I was not impressed with the campaigns of the other candidates, even the winners. Incumbent Baltimore, who placed second for three, four-year council seats, did not run a particularly vigorous campaign, but he is well liked and well regarded, and his election was never seriously in doubt. Majors may have benefited most from Papenfuse’s nod, eking out a 19-vote win for the final four-year seat.
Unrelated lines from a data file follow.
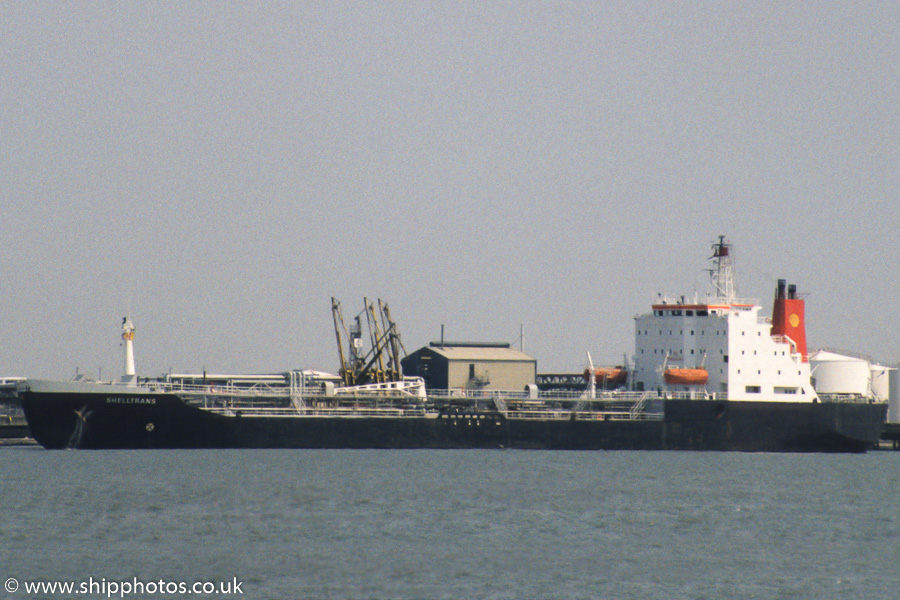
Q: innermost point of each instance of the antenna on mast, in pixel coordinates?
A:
(722, 275)
(128, 336)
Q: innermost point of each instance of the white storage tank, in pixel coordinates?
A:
(834, 373)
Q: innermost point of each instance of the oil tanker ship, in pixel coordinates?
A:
(707, 374)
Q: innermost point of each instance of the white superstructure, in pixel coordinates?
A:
(721, 345)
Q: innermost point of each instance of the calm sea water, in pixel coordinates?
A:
(458, 524)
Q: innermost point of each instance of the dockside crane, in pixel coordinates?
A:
(381, 363)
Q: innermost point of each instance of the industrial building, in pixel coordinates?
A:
(471, 366)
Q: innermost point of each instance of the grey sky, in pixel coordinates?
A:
(220, 170)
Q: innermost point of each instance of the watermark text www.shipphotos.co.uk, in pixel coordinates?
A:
(123, 588)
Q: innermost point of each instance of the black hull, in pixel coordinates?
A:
(97, 421)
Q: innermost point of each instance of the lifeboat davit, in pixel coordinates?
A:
(607, 376)
(686, 376)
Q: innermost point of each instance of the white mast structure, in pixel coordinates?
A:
(723, 273)
(128, 336)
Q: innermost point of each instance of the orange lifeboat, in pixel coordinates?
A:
(607, 376)
(686, 376)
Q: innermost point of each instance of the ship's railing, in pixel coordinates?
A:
(216, 388)
(846, 398)
(336, 411)
(579, 397)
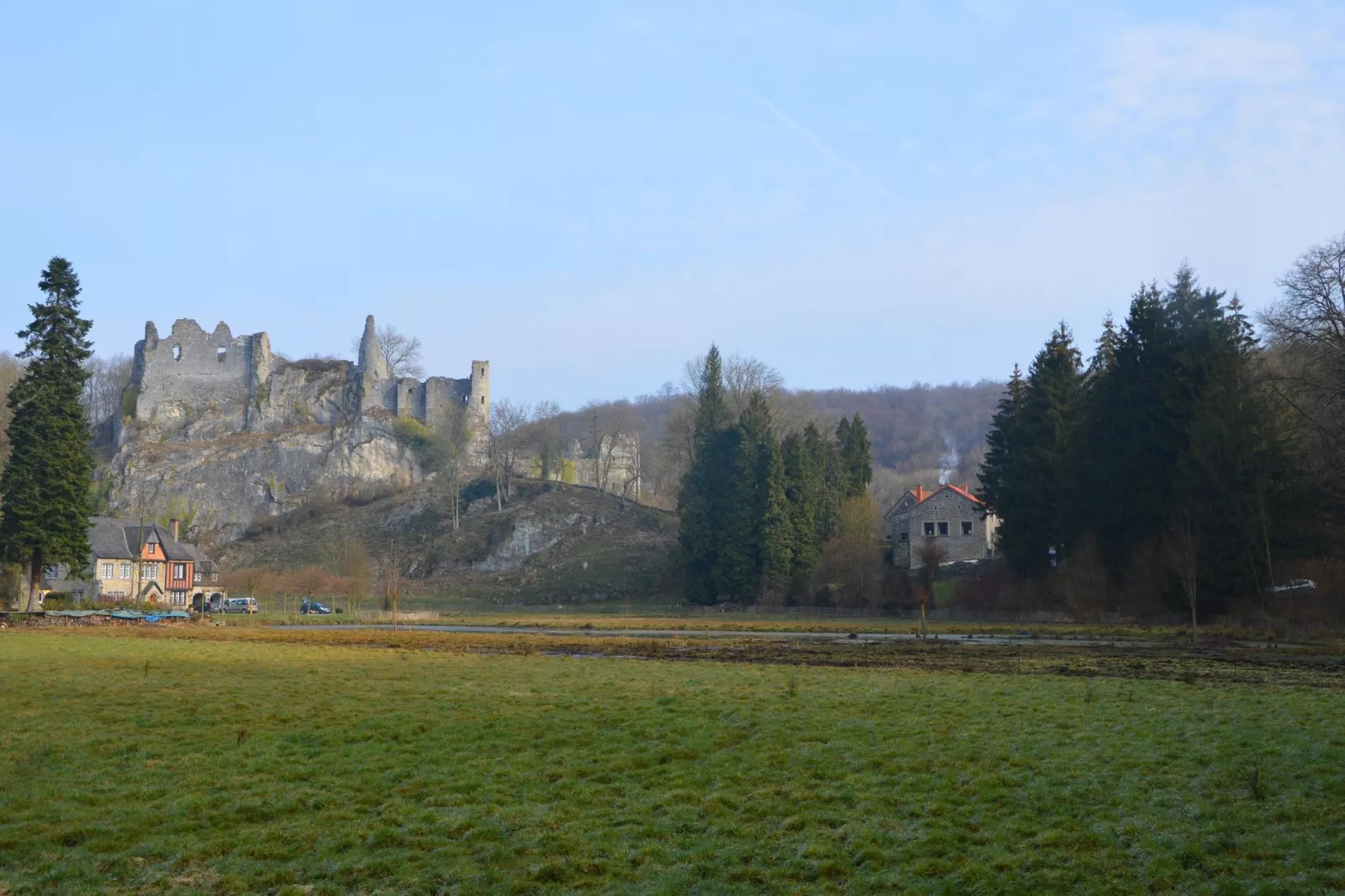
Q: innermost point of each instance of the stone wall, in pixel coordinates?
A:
(195, 385)
(215, 425)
As per Koplinski—he depended too much on the perceived power of incumbency and not enough on selling himself again to the voters of Harrisburg. If he had, he might have been able to overcome Papenfuse’s anti-endorsement—or even used it to his advantage. If anyone could fend off, or even turn the tables on Papenfuse, it should have been Koplinski, a two-term councilman whose day job is professional political consultant.

In the end, PennLive seems baffled by Papenfuse, whom the editorial condescendingly describes as a “two-time failed candidate for elected office with no political experience” until two years ago. How could he now have so much power and influence?

I can tell you how: Papenfuse has learned. Over the years, he’s learned how to be successful in politics, how to go from sideline firebrand to skilled tactician who got himself elected and now is helping to elect others. He has a clear idea of what he wants to do and plots a path to achieve it. He also is focused and works harder than other politicians in the city.

You may disagree with Papenfuse’s agenda; I don’t agree with all of it. However, even in disagreement, I can see that he has grown immeasurably as a political practitioner. In that sense, he deserves respect—enthusiastic or grudging, depending on your viewpoint—not sour grapes or condescension.

Harrisburg deserves a fuller accounting and more sophisticated analysis of an important election from its “paper of record.” The vote totals resulted from some combination of the candidates themselves, their campaign strategies, the voters, the low turnout and, yes, the influence of Papenfuse (both pro- and anti-). The backers of the candidates, whether Hartzler, Shchegol, Jimmy Pianka or Dan Miller, also played small roles.

The election, like most elections, was a complex beast, dependent upon many factors that mixed, mingled and overlapped. The superficial, rather lazy, analysis by PennLive shows little understanding of that complexity.